Researchers at Queen Mary University of London’s School of Biological and Behavioural Sciences have demonstrated that the experimental TOR inhibitor rapalink-1 can extend the chronological lifespan of fission yeast, a simple organism widely used to explore basic biological processes.
A study published in Communications Biology by Juhi Kumar, Kristal Ng and Charalampos Rallis reports that both pharmaceuticals and naturally occurring metabolites can influence lifespan through the Target of Rapamycin (TOR) pathway.
TOR Pathway’s Central Role in Growth and Aging
The TOR pathway is an evolutionarily conserved signalling system found in organisms ranging from yeast to humans. It plays a vital part in regulating growth and aging and is closely linked to major age-related conditions, including cancer and neurodegenerative diseases. Because of its broad influence, TOR has become a major target in anti-aging and cancer research, with drugs such as rapamycin already showing an ability to extend healthy lifespan in several animal models.
Rapalink-1, the compound examined in the investigation, is a next-generation TOR inhibitor currently being studied for potential use in cancer therapy. The research team found that rapalink-1 slowed certain aspects of yeast cell growth while also extending their lifespan. The effect appears to operate through TORC1 — the growth-promoting component of the TOR pathway.
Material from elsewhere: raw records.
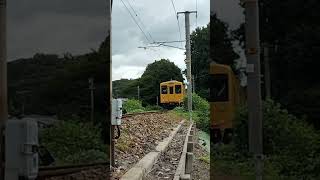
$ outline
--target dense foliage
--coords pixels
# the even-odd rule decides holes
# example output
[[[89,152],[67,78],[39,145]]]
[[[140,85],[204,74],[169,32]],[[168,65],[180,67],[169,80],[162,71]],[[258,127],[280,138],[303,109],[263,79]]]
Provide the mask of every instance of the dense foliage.
[[[40,131],[40,145],[53,155],[56,164],[92,163],[108,160],[108,146],[100,129],[92,123],[59,121]]]
[[[238,58],[232,47],[228,26],[216,16],[211,17],[210,26],[208,24],[206,27],[197,28],[190,36],[195,92],[203,98],[208,98],[209,64],[215,61],[231,65],[235,69],[234,60]],[[210,52],[213,59],[209,58]]]
[[[261,42],[270,46],[272,97],[319,128],[320,2],[260,0],[259,8]],[[244,28],[234,33],[242,45]]]
[[[247,108],[240,108],[235,119],[234,144],[221,147],[214,152],[212,158],[216,163],[216,168],[221,165],[220,168],[233,169],[238,175],[252,173],[253,161],[247,153],[247,119]],[[263,120],[266,175],[277,175],[283,179],[318,179],[320,177],[320,135],[318,132],[305,120],[289,114],[287,110],[282,109],[279,104],[271,100],[263,104]],[[232,164],[228,165],[230,161]],[[223,171],[223,169],[220,170]]]
[[[155,105],[160,94],[160,83],[177,80],[183,82],[181,69],[167,59],[148,64],[139,79],[121,79],[113,82],[114,97],[137,98],[138,86],[140,100],[144,106]]]
[[[21,114],[24,105],[25,114],[88,118],[88,79],[94,78],[95,112],[105,114],[108,70],[104,54],[102,49],[79,56],[35,54],[9,62],[9,113]]]

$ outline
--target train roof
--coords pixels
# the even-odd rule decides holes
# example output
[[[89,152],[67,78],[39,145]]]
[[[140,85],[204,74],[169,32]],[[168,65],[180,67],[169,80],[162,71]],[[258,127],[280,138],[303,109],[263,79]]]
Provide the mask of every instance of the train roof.
[[[177,80],[171,80],[171,81],[165,81],[165,82],[162,82],[162,83],[160,83],[160,84],[171,84],[171,83],[178,83],[178,84],[183,84],[182,82],[180,82],[180,81],[177,81]]]
[[[211,63],[210,64],[210,73],[213,71],[216,72],[230,72],[232,71],[231,67],[225,64],[217,64],[217,63]]]

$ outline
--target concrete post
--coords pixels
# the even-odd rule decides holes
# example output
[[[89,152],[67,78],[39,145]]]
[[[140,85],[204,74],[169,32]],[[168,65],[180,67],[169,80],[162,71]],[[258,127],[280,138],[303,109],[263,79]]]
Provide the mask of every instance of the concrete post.
[[[188,144],[187,144],[187,152],[193,152],[193,146],[194,146],[193,142],[188,142]]]
[[[4,128],[8,119],[6,5],[6,0],[0,0],[0,179],[4,179]]]
[[[190,174],[181,175],[180,180],[191,180],[191,176]]]
[[[187,152],[186,154],[186,166],[185,174],[191,174],[192,172],[193,153]]]

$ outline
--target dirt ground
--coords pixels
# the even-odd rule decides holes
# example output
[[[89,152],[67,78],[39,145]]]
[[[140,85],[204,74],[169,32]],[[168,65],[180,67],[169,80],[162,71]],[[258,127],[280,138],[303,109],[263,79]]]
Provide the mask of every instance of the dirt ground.
[[[115,145],[116,166],[112,169],[111,179],[120,179],[143,156],[155,150],[181,121],[181,117],[170,112],[123,119],[121,136]]]

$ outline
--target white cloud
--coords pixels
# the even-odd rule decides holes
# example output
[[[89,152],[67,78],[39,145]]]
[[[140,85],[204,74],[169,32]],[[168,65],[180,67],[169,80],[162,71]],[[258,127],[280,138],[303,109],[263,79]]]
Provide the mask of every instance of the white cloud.
[[[127,7],[132,10],[129,4],[127,4],[127,0],[124,0],[124,2]],[[155,41],[180,40],[178,23],[170,0],[134,0],[130,2],[138,14],[138,17],[135,16],[133,11],[132,13],[144,30],[147,38],[149,38],[149,34],[151,34],[152,39]],[[196,10],[195,0],[176,0],[174,3],[178,12]],[[209,0],[198,0],[198,18],[195,18],[195,14],[190,14],[191,30],[195,29],[196,23],[198,26],[206,26],[209,23],[209,8]],[[167,47],[138,48],[139,46],[149,46],[150,44],[148,44],[145,36],[134,23],[121,1],[114,1],[112,11],[113,80],[126,77],[140,77],[147,64],[160,58],[169,59],[181,68],[181,70],[185,69],[184,50]],[[139,18],[143,23],[140,23]],[[183,15],[179,15],[179,22],[181,39],[185,40]],[[185,47],[185,43],[172,43],[170,45]],[[139,67],[139,69],[130,69],[128,66]],[[141,68],[143,70],[141,70]],[[121,71],[123,73],[120,73]]]

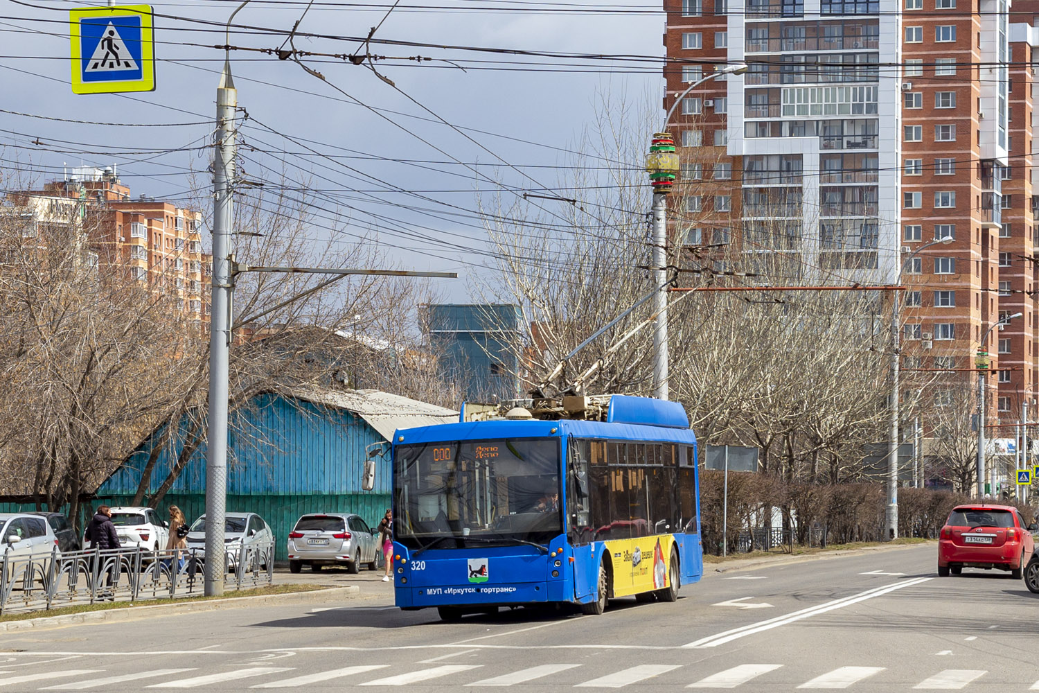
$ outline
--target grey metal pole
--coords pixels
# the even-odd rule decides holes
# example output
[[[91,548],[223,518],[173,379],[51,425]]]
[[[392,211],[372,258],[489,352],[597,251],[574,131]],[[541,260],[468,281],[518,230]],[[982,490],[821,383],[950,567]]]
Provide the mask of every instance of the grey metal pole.
[[[899,275],[901,278],[901,272]],[[899,295],[891,292],[891,417],[887,441],[887,504],[884,507],[887,539],[899,535]]]
[[[985,371],[978,371],[978,498],[985,498]]]
[[[725,557],[728,545],[728,446],[725,446],[725,481],[721,494],[721,556]]]
[[[667,353],[667,195],[654,192],[652,195],[652,266],[654,312],[657,319],[652,331],[652,380],[654,396],[667,399],[668,353]]]
[[[228,352],[231,347],[232,182],[235,177],[235,108],[238,92],[225,62],[216,89],[213,159],[213,286],[209,330],[209,436],[206,445],[207,596],[223,594],[223,523],[228,492]]]

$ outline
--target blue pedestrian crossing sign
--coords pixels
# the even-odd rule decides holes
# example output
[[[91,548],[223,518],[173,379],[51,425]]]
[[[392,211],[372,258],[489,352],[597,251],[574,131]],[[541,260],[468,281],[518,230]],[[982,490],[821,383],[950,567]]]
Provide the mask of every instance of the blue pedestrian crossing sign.
[[[151,5],[83,7],[69,18],[73,92],[155,89]]]

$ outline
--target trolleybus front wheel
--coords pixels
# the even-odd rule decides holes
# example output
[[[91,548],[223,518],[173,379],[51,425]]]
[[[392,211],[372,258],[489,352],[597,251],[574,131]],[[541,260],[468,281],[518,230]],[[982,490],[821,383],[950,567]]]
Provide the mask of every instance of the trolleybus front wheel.
[[[657,590],[657,598],[661,602],[676,602],[678,588],[682,587],[678,577],[678,557],[671,555],[671,565],[667,569],[667,587]]]
[[[606,611],[606,605],[609,603],[609,589],[610,584],[606,577],[606,566],[602,563],[598,564],[598,592],[594,602],[589,602],[588,604],[581,605],[581,613],[587,614],[589,616],[597,616],[604,611]]]

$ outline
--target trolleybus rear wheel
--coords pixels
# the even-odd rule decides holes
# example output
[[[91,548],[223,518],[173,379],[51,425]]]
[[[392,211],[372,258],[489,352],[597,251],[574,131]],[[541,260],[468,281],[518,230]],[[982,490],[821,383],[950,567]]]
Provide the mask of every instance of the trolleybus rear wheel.
[[[606,566],[602,563],[598,564],[598,593],[594,602],[581,605],[581,612],[588,614],[589,616],[597,616],[604,611],[606,611],[606,605],[609,603],[609,589],[610,584],[606,577]]]

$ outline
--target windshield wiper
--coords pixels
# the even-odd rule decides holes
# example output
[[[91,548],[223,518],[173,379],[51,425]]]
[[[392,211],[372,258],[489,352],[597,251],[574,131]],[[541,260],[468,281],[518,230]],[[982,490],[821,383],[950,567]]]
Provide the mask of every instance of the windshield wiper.
[[[447,536],[438,536],[435,539],[433,539],[432,541],[430,541],[429,543],[427,543],[426,545],[419,547],[418,549],[416,549],[415,553],[411,554],[411,555],[412,556],[418,556],[419,554],[421,554],[422,552],[424,552],[426,549],[432,549],[433,547],[435,547],[436,544],[438,544],[441,541],[444,541],[445,539],[460,539],[460,538],[461,537],[454,536],[453,534],[449,534]]]
[[[465,541],[483,541],[484,543],[489,543],[489,542],[496,542],[497,543],[499,541],[511,541],[512,543],[526,544],[528,547],[534,547],[534,548],[536,548],[537,550],[539,550],[543,554],[549,553],[548,549],[545,549],[541,544],[537,543],[536,541],[527,541],[527,539],[517,539],[517,538],[511,537],[511,536],[502,536],[502,537],[463,536],[463,537],[460,537],[460,538],[464,539]]]

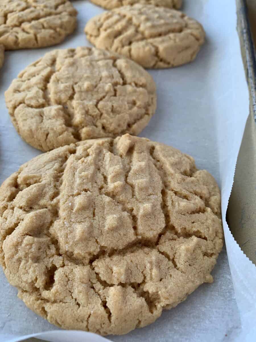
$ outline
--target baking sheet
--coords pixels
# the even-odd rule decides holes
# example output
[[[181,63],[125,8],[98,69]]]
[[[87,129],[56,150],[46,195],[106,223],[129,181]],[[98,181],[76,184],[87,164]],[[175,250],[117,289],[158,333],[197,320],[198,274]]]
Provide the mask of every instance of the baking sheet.
[[[86,1],[73,3],[79,12],[79,26],[74,35],[58,47],[61,48],[89,45],[84,27],[89,18],[103,11]],[[225,220],[249,106],[236,30],[235,3],[233,0],[184,0],[184,11],[203,25],[207,41],[193,63],[172,69],[150,71],[157,88],[157,108],[140,135],[172,145],[193,156],[199,168],[213,174],[221,188]],[[23,142],[16,133],[5,107],[3,92],[20,71],[53,48],[5,53],[0,80],[1,182],[22,164],[41,153]],[[244,331],[240,318],[244,318],[241,302],[248,304],[251,318],[253,313],[250,300],[252,292],[249,299],[241,297],[245,284],[240,281],[239,273],[245,271],[252,275],[252,271],[245,256],[242,260],[243,269],[238,264],[236,268],[234,261],[240,262],[243,255],[232,240],[225,221],[224,226],[228,253],[224,247],[212,273],[213,284],[201,286],[185,302],[164,312],[154,324],[126,335],[108,338],[117,342],[238,341]],[[234,275],[232,278],[228,255],[232,276]],[[255,267],[252,272],[255,274]],[[251,286],[248,288],[252,292],[253,283],[247,282],[245,285]],[[256,286],[255,291],[255,289]],[[56,329],[27,308],[16,297],[17,292],[1,270],[0,341]],[[75,336],[72,331],[65,331],[61,336],[55,332],[40,337],[54,342],[104,340],[99,337],[91,339],[94,336],[86,333],[81,334]]]

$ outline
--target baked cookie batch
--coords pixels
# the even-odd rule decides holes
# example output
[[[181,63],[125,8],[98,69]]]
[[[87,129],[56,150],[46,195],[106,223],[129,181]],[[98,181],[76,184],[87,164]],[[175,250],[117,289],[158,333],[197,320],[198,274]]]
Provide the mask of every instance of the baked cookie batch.
[[[0,263],[51,323],[122,334],[213,281],[221,197],[191,157],[134,136],[156,108],[143,67],[193,61],[202,26],[181,0],[92,2],[110,10],[85,26],[96,47],[53,50],[5,92],[18,133],[49,152],[0,188]],[[3,0],[0,66],[5,49],[62,41],[76,14],[66,0]]]

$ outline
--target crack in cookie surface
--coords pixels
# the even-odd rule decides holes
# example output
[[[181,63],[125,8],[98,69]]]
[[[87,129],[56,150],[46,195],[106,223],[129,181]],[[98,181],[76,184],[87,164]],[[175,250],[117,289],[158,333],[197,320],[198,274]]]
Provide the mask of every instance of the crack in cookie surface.
[[[205,35],[199,23],[181,12],[140,4],[96,16],[88,22],[85,31],[96,47],[153,68],[193,61]]]
[[[8,50],[58,44],[75,28],[76,14],[67,0],[1,0],[0,44]]]
[[[0,188],[0,262],[51,323],[124,333],[212,281],[220,198],[191,157],[147,139],[60,147]]]
[[[56,50],[5,92],[13,123],[43,151],[86,139],[137,134],[155,111],[153,78],[132,61],[90,48]]]

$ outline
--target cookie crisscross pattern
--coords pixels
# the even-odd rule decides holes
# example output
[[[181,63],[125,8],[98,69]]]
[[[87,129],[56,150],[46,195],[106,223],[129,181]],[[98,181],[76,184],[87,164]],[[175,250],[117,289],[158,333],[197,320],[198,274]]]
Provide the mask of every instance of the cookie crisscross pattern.
[[[102,335],[154,322],[204,282],[220,194],[172,147],[126,134],[41,155],[0,188],[0,261],[30,308]]]

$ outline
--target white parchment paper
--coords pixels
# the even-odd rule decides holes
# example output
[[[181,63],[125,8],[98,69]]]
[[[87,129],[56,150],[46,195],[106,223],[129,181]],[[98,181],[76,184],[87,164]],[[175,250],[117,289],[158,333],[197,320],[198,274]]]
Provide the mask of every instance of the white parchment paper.
[[[236,31],[234,0],[184,0],[183,10],[203,25],[207,41],[196,60],[173,69],[150,70],[157,88],[155,115],[140,134],[193,156],[197,167],[215,177],[221,187],[227,250],[224,247],[204,284],[156,322],[116,342],[253,341],[256,320],[256,269],[242,253],[226,223],[235,163],[248,113],[248,95]],[[73,3],[79,11],[74,34],[58,48],[89,45],[83,28],[102,9],[85,1]],[[40,154],[23,141],[11,122],[4,91],[20,71],[53,48],[5,52],[0,70],[0,182]],[[230,273],[231,271],[231,273]],[[27,308],[0,271],[0,341],[38,338],[53,342],[100,342],[103,338],[56,328]],[[55,330],[54,331],[53,330]],[[43,332],[48,331],[48,332]]]

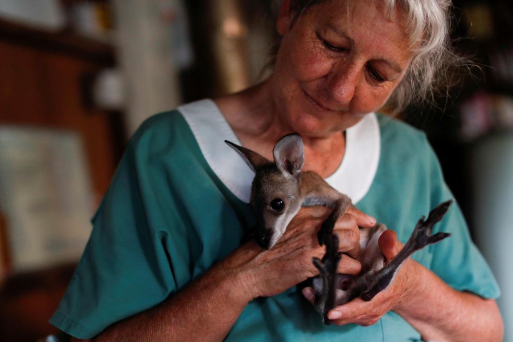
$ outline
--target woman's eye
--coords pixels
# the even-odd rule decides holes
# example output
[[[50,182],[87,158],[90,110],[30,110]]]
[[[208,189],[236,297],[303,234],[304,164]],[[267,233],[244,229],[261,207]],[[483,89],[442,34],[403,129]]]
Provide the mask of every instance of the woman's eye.
[[[285,203],[281,198],[275,198],[271,201],[271,207],[277,211],[283,210],[285,205]]]
[[[324,46],[332,51],[334,51],[336,52],[343,52],[347,50],[347,49],[346,49],[345,48],[341,47],[340,46],[335,46],[334,45],[330,44],[323,39],[321,40],[322,41],[323,44],[324,44]]]

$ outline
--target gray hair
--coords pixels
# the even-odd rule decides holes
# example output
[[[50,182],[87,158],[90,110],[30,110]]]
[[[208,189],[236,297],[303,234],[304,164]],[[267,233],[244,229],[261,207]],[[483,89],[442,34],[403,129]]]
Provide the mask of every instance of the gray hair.
[[[350,0],[348,0],[348,1]],[[435,103],[436,97],[446,93],[453,83],[448,72],[467,61],[452,50],[449,40],[450,0],[384,0],[390,21],[396,7],[406,15],[406,33],[415,55],[403,80],[385,104],[387,111],[397,113],[412,103]],[[291,0],[294,17],[325,0]],[[275,9],[281,3],[275,0]]]

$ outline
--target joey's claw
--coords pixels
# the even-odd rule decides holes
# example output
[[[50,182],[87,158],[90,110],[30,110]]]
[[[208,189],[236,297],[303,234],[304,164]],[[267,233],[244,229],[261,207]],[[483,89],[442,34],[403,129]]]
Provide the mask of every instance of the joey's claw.
[[[319,241],[319,245],[323,246],[326,244],[326,233],[321,229],[317,233],[317,240]]]
[[[435,243],[449,236],[450,236],[449,233],[438,233],[428,238],[428,243]]]
[[[312,262],[313,263],[314,266],[319,270],[319,275],[321,277],[326,277],[328,275],[329,273],[326,269],[326,265],[321,261],[320,259],[319,258],[312,258]]]
[[[438,206],[433,209],[429,212],[429,216],[427,217],[426,222],[431,223],[431,225],[442,219],[449,207],[452,204],[452,200],[449,200],[447,202],[444,202],[440,204]]]

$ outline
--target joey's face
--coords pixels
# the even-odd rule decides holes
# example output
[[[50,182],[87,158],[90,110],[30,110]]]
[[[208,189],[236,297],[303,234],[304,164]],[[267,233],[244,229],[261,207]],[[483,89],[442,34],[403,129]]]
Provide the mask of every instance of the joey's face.
[[[298,180],[285,179],[278,170],[255,180],[251,202],[256,217],[255,240],[260,247],[268,250],[282,237],[301,206]]]

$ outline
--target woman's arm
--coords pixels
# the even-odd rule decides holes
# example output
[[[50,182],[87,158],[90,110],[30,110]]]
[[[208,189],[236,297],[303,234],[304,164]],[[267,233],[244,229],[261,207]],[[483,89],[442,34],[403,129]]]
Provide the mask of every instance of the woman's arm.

Discovery of a Metabolic Feedback Loop Involving Agmatinases
The study unexpectedly identified a significant role for a group of enzymes known as agmatinases, which convert the metabolite agmatine into polyamines. These enzymes appear to participate in a previously unrecognized “metabolic feedback loop” that helps maintain balanced TOR activity. When agmatinase activity was disrupted, yeast cells grew more quickly but showed signs of premature aging, revealing a trade-off between rapid growth and long-term cell survival.
The team also found that adding agmatine or putrescine (a related compound) supported longevity in yeast and improved growth under specific conditions.
“By showing that agmatinases are essential for healthy aging, we’ve uncovered a new layer of metabolic control over TOR — one that may be conserved in humans,” said Dr. Rallis. “Because agmatine is produced by diet and gut microbes, this work may help explain how nutrition and the microbiome influence aging.”
Caution Around Agmatine Supplementation
Rallis noted that agmatine supplements are available commercially but emphasized caution: “We should be cautious about consuming agmatine for growth or longevity purposes. Our data indicate the agmatine supplementation can be beneficial for growth only when certain metabolic pathways related to arginine breakdown are intact. In addition, agmatine does not always promote beneficial effects as it can contribute to certain pathologies.”
These findings highlight important connections between TOR signalling, metabolism and longevity. The results may help guide future strategies that pair TOR-targeting drugs with dietary or microbiome-based approaches in the study of healthy aging, cancer biology and metabolic disease.